Newton County’s plan for the future was praised this week by a national group of expert planners, offering more outside validation for an effort that’s been under way for a decade.

The county’s 2050 Plan won the American Planning Association’s (APA) Vernon Deines Award for outstanding small town or rural plan, and one planning association official said the plan was so good, he’d recommend it’d be entered next year into the running for one of the APA’s overall national awards, alongside the U.S. biggest cities.

The 2050 Plan seeks to direct future growth to create dense, mixed-use residential and commercial communities in western Newton County to save money on future infrastructure (schools, roads and water lines) — $3.3 billion in savings over four decades to be exact — and build off the existing density from the housing boom, while also seeking to protect the rural nature and agricultural heritage of other portions of the county.

The plan isn’t being driven forward by just one entity but has been supported for years by leaders in Newton County government and those of Covington, Mansfield, Newborn, Oxford and Porterdale, as well as the county’s school system, the Covington-Newton County Chamber of Commerce and the Newton County Water and Sewerage Authority.

That level of collaboration among so many entities is rare, and it’s one of the key reasons Newton County won its award; in many other communities, the cities and counties are competing for land, resources and control.

Shailaja Roos, who helped judge the plans for the APA’s Small Town and Rural Division, said the 2050 Plan requires complex coordination.

“Making a pretty looking plan is fairly easy and most cities can do that.

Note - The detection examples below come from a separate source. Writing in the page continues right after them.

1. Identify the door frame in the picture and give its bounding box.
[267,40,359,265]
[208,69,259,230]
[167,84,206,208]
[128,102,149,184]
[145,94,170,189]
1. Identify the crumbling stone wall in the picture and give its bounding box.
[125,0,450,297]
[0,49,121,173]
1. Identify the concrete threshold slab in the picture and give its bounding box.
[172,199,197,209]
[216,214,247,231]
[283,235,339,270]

But with Newton County, the number of entities that were involved in collaboratively creating a plan is quite a different thing you do not see (very often),” Roos said. “I’m a planner. I will tell you, doing a plan for one city or community it quite challenging at times with all of the people with different interests, agendas, desires, especially in a small, rural area where some people want roads and others don’t and neither side is willing to budge. Sometimes I call it Congress.”

Chad Nabity, chair of the Small Town and Rural Division, said while his division exists specifically to give smaller communities a chance to compete for national awards, he could see the 2050 Plan having a shot next year at landing a National Planning Excellence Awards for a comprehensive plan. This year’s winners were Cincinnati, Ohio and Winston-Salem, North Carolina.

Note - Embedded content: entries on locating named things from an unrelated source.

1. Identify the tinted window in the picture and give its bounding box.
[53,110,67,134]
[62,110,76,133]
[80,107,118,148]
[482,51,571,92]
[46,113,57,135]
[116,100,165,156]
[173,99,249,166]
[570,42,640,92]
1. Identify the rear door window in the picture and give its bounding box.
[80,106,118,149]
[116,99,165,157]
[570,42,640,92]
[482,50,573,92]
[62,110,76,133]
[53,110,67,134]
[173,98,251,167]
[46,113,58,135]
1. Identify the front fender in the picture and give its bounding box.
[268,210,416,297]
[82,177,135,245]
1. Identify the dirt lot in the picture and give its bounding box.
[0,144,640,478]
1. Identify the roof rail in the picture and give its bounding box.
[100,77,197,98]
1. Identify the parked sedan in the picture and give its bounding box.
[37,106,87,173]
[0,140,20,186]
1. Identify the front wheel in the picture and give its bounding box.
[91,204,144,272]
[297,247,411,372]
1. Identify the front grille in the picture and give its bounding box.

While the 2050 Plan is a comprehensive plan, it’s much more than that to Kay Lee, the executive director of The Center for Community Preservation and Planning (known as The Center) on Clark Street in Covington. The Center is the neutral meeting place where representatives from all of the county’s different governments and entities have been coming to meet since before 2005. Lee always talks about the place, the process and the plan. The place is The Center. The plan is the 2050 Plan. The process is the Leadership Collaborative, the official title of the multijurisdictional group of leaders that meets regularly. 

“Now, it’s a whole story to tell people,” Lee said, noting the award adds some extra legitimacy to the officials who helped create it. “When talking with potential investors, industries and residents it is easy to wow them with a plan that commits to saving them $3.3 billion, while accepting growth, while preserving small town character and a rural landscape.”

Key part of plan in works
The key to and heart of the 2050 Plan is actually being developed now. In order for the county to have truly consistent growth and development, all of the county’s governments have to have the same set of underlying, “baseline ordinances.” Anyone who’s dealt with zoning and development issues, knows that’s not often the case between two governments.

Lee said the baseline ordinances have already been under development for the past 18 months and will be rolled out in sessions to all government officials and the public throughout the year. She said the goal is to have them adopted by governments before the end of the year.

Officials have said the ordinances will be the mechanism that puts the teeth into the 2050 Plan.